Le simple préposé d'une personne morale qui n'a reçu copie du procès-verbal de saisie qu'en tant que représentant local de la société sur laquelle il n'exerce aucun contrôle ne saurait être assimilé au saisi et poursuivi comme tel (Cass. crim. 10 octobre 1974, Gaz. Pal. 1975.1 Somm. 97).
SOUS-SECTION 3 :
Les éléments constitutifs du délit
A. LE TEXTE DEFINISSANT ET REPRIMANT LE DELIT
37.L'article 314-6 du nouveau code pénal, entré en vigueur le 1 er mars 1994, dispose que le fait par le saisi, de détruire ou de détourner un objet saisi entre ses mains en garantie des droits d'un créancier et confié à sa garde ou à celle d'un tiers, est puni de trois ans d'emprisonnement et de 2 500 000 F d'amende.

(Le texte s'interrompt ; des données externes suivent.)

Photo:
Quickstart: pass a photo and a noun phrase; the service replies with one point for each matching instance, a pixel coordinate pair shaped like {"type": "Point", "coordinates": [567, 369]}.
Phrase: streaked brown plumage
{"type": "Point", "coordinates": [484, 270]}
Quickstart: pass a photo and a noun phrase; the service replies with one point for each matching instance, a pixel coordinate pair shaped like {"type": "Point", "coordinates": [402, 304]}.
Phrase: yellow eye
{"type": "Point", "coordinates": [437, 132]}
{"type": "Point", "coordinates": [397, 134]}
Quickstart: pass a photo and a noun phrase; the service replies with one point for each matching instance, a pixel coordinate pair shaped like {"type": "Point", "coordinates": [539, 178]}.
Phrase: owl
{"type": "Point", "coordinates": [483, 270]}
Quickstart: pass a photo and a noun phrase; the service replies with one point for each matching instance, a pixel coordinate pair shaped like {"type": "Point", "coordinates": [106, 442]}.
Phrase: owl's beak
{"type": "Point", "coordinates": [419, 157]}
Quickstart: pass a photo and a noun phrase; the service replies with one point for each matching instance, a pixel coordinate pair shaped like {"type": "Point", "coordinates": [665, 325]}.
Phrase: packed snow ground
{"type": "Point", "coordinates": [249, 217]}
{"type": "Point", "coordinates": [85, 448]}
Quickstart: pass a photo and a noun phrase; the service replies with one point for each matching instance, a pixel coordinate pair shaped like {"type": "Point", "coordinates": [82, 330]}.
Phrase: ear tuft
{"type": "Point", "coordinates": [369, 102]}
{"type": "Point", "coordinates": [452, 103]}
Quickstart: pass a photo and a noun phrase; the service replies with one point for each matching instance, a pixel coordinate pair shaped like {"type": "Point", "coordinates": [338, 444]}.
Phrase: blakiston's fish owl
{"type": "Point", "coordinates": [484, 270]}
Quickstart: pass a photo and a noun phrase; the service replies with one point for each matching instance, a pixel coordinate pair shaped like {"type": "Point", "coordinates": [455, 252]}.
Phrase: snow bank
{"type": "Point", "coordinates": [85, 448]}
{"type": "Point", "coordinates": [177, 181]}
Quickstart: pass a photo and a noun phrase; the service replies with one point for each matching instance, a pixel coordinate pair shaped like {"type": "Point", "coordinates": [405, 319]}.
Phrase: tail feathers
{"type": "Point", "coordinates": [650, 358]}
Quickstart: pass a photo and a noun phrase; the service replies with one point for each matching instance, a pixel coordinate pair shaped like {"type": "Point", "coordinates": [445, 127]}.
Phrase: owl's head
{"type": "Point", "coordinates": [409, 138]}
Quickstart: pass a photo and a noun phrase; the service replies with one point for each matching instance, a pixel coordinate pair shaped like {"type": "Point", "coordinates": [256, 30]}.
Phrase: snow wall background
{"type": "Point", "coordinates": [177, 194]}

La tentative de l'infraction prévue au présent article est punie des mêmes peines.
B. L'ELEMENT MATERIEL DU DELIT
38.Il y a détournement lorsque l'objet saisi est enlevé et déplacé.
Constitue un détournement le déplacement de l'objet saisi en vue de gêner l'exercice de la saisie et de mettre le bien hors d'atteinte du créancier saisissant (Cass. crim. 23 juin 1965, GP 1965-2-220 ; 10 octobre 1973, ibid. 1974-1-8 et 28 avril 1982, Bull. crim. n° 107). Il n'est pas nécessaire qu'il y ait en outre dissipation.
Ainsi, il a été jugé qu'il y a détournement punissable lorsque le saisi a donné en gage à l'un de ses créanciers un des objets compris dans la saisie (Crim. 7 février 1844, Bull. crim. n° 54).
39.A été également sanctionnée l'aliénation des biens sans l'accord des créanciers (Cass. crim. 18 janvier 1950, JCP 1950 II 5422). Le délit peut être constitué même s'il n'y a pas déplacement. Il en est ainsi lorsque le fonds de commerce et ses accessoires est vendu à un tiers de bonne foi à l'insu du créancier saisissant, même si les objets n'ont pas été déplacés de l'endroit où ils se trouvaient au moment de la saisie (Crim. 1 er avril 1954, D. 1954.439).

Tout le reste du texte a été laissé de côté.